Já sabemos o que vem de agora em diante: haverá discursos para defender a liberdade de imprensa por parte dos mesmos países que em 1999 deram a bênção ao bombardeio da OTAN, em Belgrado, da estação de TV Pública sérvia por chamá-la de “o ministério de mentiras”; que se calaram quando israel bombardeou em Beirute a estação de TV AL-Manar em 2006; que se calam diante dos assassinatos de jornalistas críticos colombianos e palestinos.
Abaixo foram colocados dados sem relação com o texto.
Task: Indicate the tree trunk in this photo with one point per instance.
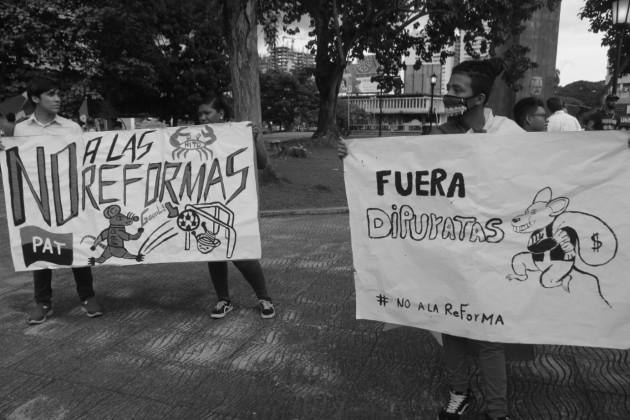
(241, 19)
(328, 82)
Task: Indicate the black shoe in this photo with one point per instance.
(40, 313)
(266, 309)
(91, 307)
(456, 407)
(222, 308)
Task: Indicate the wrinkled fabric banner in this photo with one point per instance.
(132, 197)
(519, 239)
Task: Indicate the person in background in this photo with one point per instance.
(43, 93)
(214, 110)
(468, 90)
(560, 120)
(9, 126)
(604, 117)
(530, 114)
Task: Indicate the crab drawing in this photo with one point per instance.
(199, 143)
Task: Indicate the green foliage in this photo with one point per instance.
(587, 94)
(287, 99)
(343, 30)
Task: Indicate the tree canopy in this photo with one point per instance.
(346, 29)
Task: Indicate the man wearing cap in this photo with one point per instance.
(604, 118)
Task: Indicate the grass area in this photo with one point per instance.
(312, 182)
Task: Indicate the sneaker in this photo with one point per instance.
(40, 313)
(457, 406)
(266, 309)
(91, 307)
(222, 308)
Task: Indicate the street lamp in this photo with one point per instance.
(620, 11)
(433, 82)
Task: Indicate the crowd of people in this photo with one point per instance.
(469, 88)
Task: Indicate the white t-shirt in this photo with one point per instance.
(561, 121)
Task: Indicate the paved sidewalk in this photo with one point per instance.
(157, 354)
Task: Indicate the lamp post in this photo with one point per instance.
(433, 82)
(620, 11)
(348, 101)
(380, 112)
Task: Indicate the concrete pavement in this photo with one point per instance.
(157, 354)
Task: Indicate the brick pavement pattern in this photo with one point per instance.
(157, 354)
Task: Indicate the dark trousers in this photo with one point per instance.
(250, 269)
(42, 283)
(491, 364)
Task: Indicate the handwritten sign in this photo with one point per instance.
(131, 197)
(519, 239)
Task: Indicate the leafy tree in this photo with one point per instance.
(588, 94)
(346, 29)
(599, 14)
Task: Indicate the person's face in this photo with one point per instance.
(460, 86)
(48, 101)
(538, 120)
(209, 115)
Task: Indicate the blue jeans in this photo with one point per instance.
(493, 371)
(250, 269)
(42, 283)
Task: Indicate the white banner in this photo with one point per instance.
(519, 239)
(132, 197)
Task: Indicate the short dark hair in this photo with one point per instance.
(219, 103)
(525, 107)
(482, 73)
(555, 104)
(39, 85)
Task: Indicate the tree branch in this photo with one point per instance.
(342, 56)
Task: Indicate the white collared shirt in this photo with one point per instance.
(561, 121)
(498, 124)
(58, 126)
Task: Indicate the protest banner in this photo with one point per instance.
(132, 197)
(519, 239)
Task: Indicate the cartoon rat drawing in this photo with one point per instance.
(556, 243)
(116, 235)
(206, 241)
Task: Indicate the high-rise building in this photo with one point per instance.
(286, 59)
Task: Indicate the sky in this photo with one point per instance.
(580, 55)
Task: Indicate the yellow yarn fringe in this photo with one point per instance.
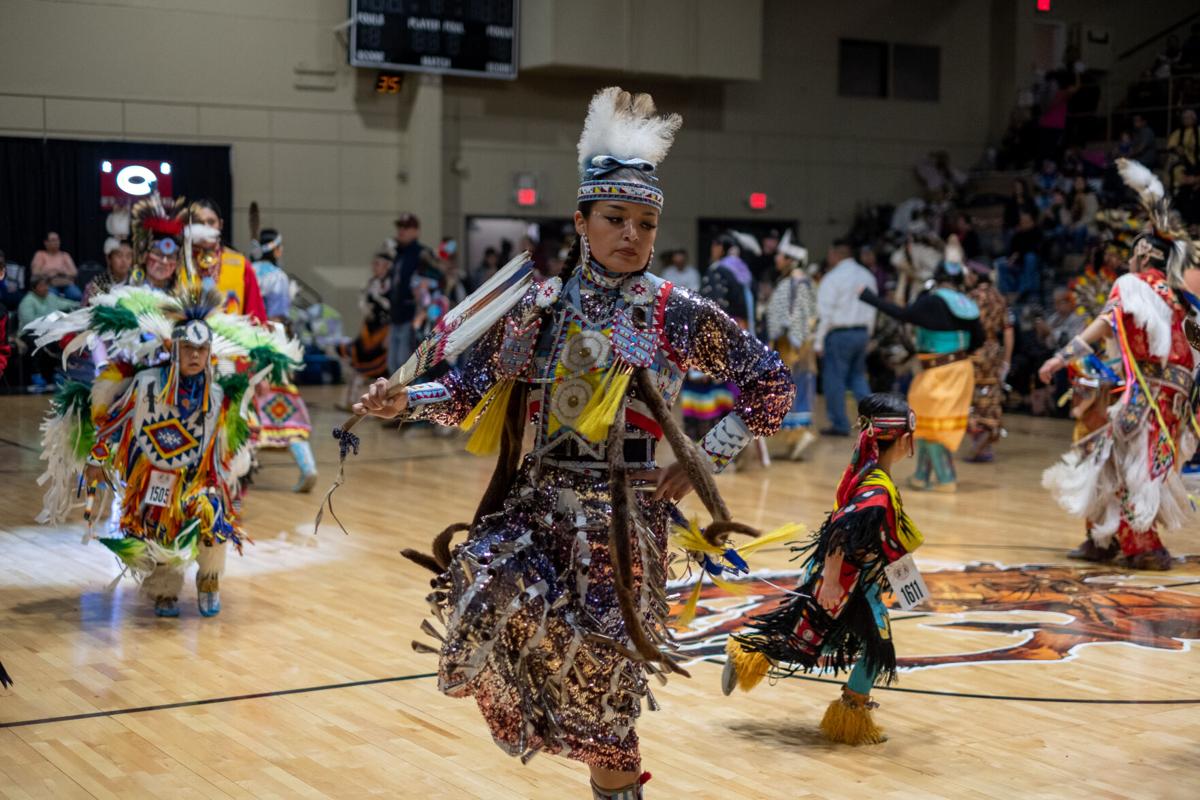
(600, 411)
(751, 667)
(487, 419)
(851, 725)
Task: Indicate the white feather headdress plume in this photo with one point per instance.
(625, 126)
(623, 143)
(1180, 250)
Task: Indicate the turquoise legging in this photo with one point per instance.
(862, 678)
(934, 462)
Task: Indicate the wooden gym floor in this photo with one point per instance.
(1031, 675)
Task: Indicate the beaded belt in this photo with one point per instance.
(639, 455)
(930, 360)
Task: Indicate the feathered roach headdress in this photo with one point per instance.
(622, 144)
(156, 222)
(1164, 240)
(873, 429)
(135, 325)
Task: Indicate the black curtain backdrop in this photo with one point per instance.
(54, 185)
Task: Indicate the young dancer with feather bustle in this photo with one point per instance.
(1123, 479)
(837, 620)
(163, 421)
(281, 413)
(555, 607)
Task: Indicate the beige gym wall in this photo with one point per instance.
(790, 134)
(328, 161)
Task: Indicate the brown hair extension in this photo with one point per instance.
(621, 534)
(509, 459)
(694, 461)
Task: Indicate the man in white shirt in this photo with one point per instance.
(843, 334)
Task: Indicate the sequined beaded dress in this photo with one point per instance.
(528, 600)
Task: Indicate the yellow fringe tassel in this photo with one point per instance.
(689, 611)
(751, 667)
(487, 419)
(850, 722)
(600, 411)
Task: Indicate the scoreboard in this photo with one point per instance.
(463, 37)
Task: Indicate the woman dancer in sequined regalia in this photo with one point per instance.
(555, 607)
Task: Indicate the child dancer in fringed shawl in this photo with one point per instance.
(555, 608)
(163, 425)
(1123, 479)
(837, 617)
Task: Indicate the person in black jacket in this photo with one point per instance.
(948, 331)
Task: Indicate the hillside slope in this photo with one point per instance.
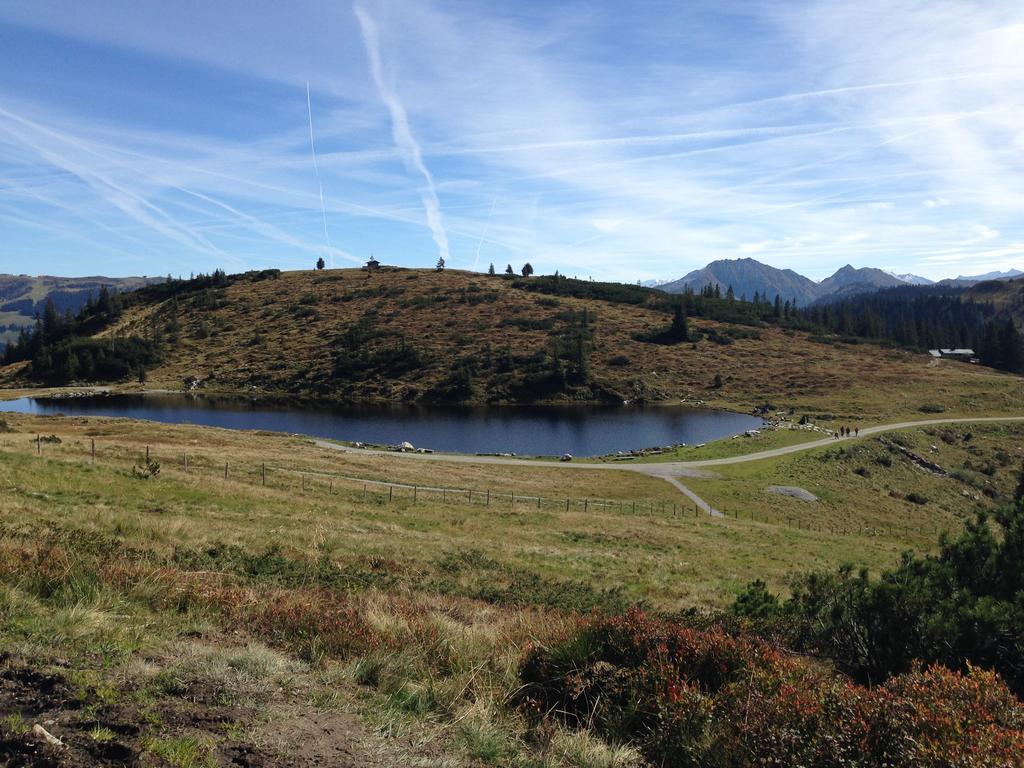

Logo, da bela retórica pró-liberdade virá a ação liberticida: mais macartismo dito “antiterrorismo”, mais intervenções coloniais, mais restrições a essas “garantias democráticas” em vias de extinção, e, é claro, mais racismo.

 

A Europa se consome em uma espiral de ódio xenófobo, de islamofobia, de antissemitismo (os palestinos são semitas, de fato) e este ambiente se faz cada vez mais irrespirável. Os muçulmanos já são os judeus do século XXI na Europa, e os partidos neonazistas estão se fazendo novamente respeitáveis 80 anos depois graças a este repugnante sentimento. Por tudo isso, em que pese a repulsa que me causam os ataques de Paris, Je ne suis pas Charlie.